Every human body is an intricate web of channels in which energy flows. When the energy flows freely through these channels the way it should, our bodies are said to be in optimum health. It is a balance of energy or qi (pronounced chee), as the Chinese call it, that we strive for in maintaining fit and healthy bodies.
Qi itself is usually translated to mean the life force or vital-energy that flows through all things in the universe. Regardless of what form of exercise you are doing and for what purpose, ultimately qi is at the very heart of your efforts towards wellbeing, be it to increase energy, to burn off excess energy, to circulate energy or to balance energy.
Cultivating energy is what Qigong (Chi Kung), the ancient Chinese health care practice, translates to mean. Many martial art forms derive from Qigong, which itself involves gentle exercises that focus on three main elements – breathing, posture and mind.

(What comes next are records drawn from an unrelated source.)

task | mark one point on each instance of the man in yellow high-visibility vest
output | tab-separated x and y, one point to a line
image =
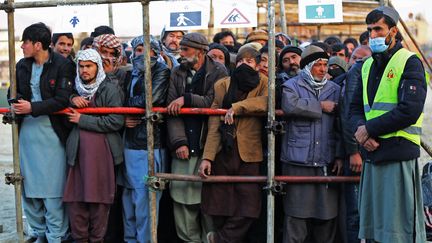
387	110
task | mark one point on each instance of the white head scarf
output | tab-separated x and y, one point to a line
88	90
306	74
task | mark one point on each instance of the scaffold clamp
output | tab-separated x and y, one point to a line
8	118
156	117
276	188
156	183
277	127
7	7
12	178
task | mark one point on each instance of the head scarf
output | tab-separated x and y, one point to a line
109	41
306	74
88	90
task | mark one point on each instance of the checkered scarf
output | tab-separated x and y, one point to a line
88	90
109	41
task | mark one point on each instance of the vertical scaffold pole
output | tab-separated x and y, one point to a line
282	13
15	143
270	120
149	106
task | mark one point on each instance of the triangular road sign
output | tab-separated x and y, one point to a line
235	17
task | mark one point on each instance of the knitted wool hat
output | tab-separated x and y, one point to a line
247	52
195	40
286	50
257	35
335	60
312	53
255	45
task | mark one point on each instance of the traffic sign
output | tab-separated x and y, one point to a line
235	17
320	11
235	14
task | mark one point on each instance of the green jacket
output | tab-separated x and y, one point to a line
107	95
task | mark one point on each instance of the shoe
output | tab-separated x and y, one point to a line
211	237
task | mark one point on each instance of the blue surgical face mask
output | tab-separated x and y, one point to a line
378	44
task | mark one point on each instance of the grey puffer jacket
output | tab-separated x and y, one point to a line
310	137
108	95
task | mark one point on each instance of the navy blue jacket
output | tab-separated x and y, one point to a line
411	94
56	86
136	138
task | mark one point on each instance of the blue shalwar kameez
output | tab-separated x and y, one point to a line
43	166
132	176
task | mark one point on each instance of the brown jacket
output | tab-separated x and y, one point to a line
248	128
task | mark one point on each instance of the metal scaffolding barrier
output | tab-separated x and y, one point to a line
152	115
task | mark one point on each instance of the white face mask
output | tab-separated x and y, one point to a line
378	44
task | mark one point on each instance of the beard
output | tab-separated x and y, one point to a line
293	70
187	63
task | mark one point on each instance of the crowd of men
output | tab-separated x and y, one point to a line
349	108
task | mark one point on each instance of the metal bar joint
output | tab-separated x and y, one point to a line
9	118
7	7
277	127
156	184
276	188
12	178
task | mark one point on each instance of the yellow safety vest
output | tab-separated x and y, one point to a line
386	97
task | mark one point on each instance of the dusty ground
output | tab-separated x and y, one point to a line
7	206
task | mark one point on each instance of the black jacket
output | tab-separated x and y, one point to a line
411	95
179	132
136	138
56	85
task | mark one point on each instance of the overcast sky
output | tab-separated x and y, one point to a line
128	20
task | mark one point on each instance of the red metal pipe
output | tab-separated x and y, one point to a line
260	179
133	110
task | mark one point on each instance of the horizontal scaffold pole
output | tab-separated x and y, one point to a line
41	4
259	179
141	111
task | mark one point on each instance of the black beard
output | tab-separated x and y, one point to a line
292	72
187	64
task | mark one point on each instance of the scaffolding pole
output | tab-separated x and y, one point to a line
271	121
10	5
16	178
283	24
149	122
414	42
259	179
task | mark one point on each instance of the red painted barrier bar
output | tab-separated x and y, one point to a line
260	179
133	110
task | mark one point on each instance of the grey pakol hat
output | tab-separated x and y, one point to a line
389	12
195	40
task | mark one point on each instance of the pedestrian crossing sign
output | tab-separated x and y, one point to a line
178	19
320	11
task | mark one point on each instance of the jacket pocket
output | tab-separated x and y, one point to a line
298	150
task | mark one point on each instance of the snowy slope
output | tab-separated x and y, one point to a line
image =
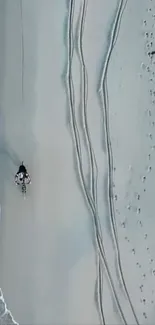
76	86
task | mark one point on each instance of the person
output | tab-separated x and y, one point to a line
22	176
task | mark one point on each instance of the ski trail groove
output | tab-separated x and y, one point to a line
93	174
22	47
70	94
103	93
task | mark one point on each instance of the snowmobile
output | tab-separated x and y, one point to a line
22	178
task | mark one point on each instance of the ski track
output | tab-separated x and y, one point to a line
93	174
103	93
75	134
22	47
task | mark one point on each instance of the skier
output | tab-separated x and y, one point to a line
22	177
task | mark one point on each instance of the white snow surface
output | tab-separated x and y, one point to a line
77	106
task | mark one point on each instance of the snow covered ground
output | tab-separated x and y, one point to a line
77	106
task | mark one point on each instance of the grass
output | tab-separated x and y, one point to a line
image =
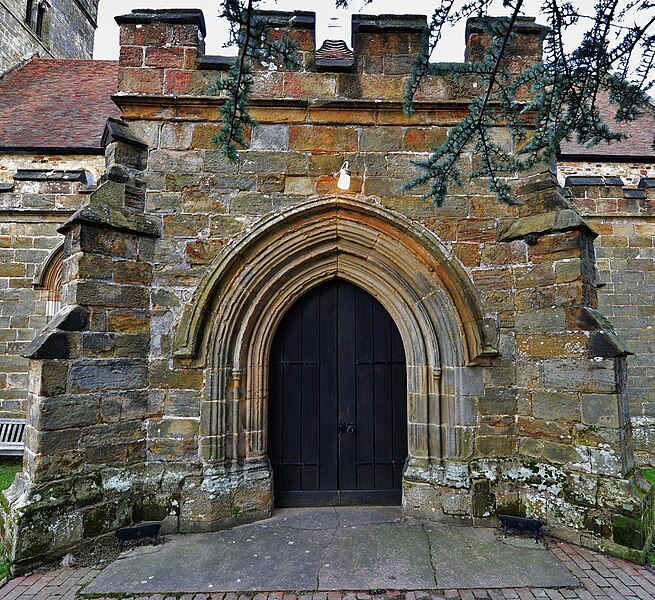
9	466
649	475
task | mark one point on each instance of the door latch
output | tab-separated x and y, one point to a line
347	428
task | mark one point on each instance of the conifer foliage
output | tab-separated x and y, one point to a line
615	59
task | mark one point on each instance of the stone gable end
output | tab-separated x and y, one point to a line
148	392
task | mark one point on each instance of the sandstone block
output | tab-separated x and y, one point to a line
305	186
498	401
168	57
108	375
90	293
270	137
61	413
322	138
548	345
495	445
48	377
380	139
556	406
423	139
600	409
140	81
580	374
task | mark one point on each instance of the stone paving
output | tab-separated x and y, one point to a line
600	576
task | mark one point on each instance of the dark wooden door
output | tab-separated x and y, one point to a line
337	401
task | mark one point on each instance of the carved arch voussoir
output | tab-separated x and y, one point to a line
325	238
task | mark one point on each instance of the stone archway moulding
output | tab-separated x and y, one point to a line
230	325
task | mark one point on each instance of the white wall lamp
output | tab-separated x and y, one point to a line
344	176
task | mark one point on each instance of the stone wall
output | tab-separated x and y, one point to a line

It aims to promote the movement of energy in the body by opening certain gates and stretching and twisting energy channels within the body.
The practice of Qigong and Tai Chi are familiar sights in parks worldwide, where practitioners and followers often take in their early morning energy fix prior to going about their busy lives.
Qigong is practiced for different reasons including health maintenance, healing, increasing vitality, improving martial arts skills and for spiritual development.
Its ability to help in healing a large variety of chronic and acute injuries and illnesses has been widely documented in Chinese medical research, and Western scientific research has found that Qigong reduces the hypertension and promotes longevity.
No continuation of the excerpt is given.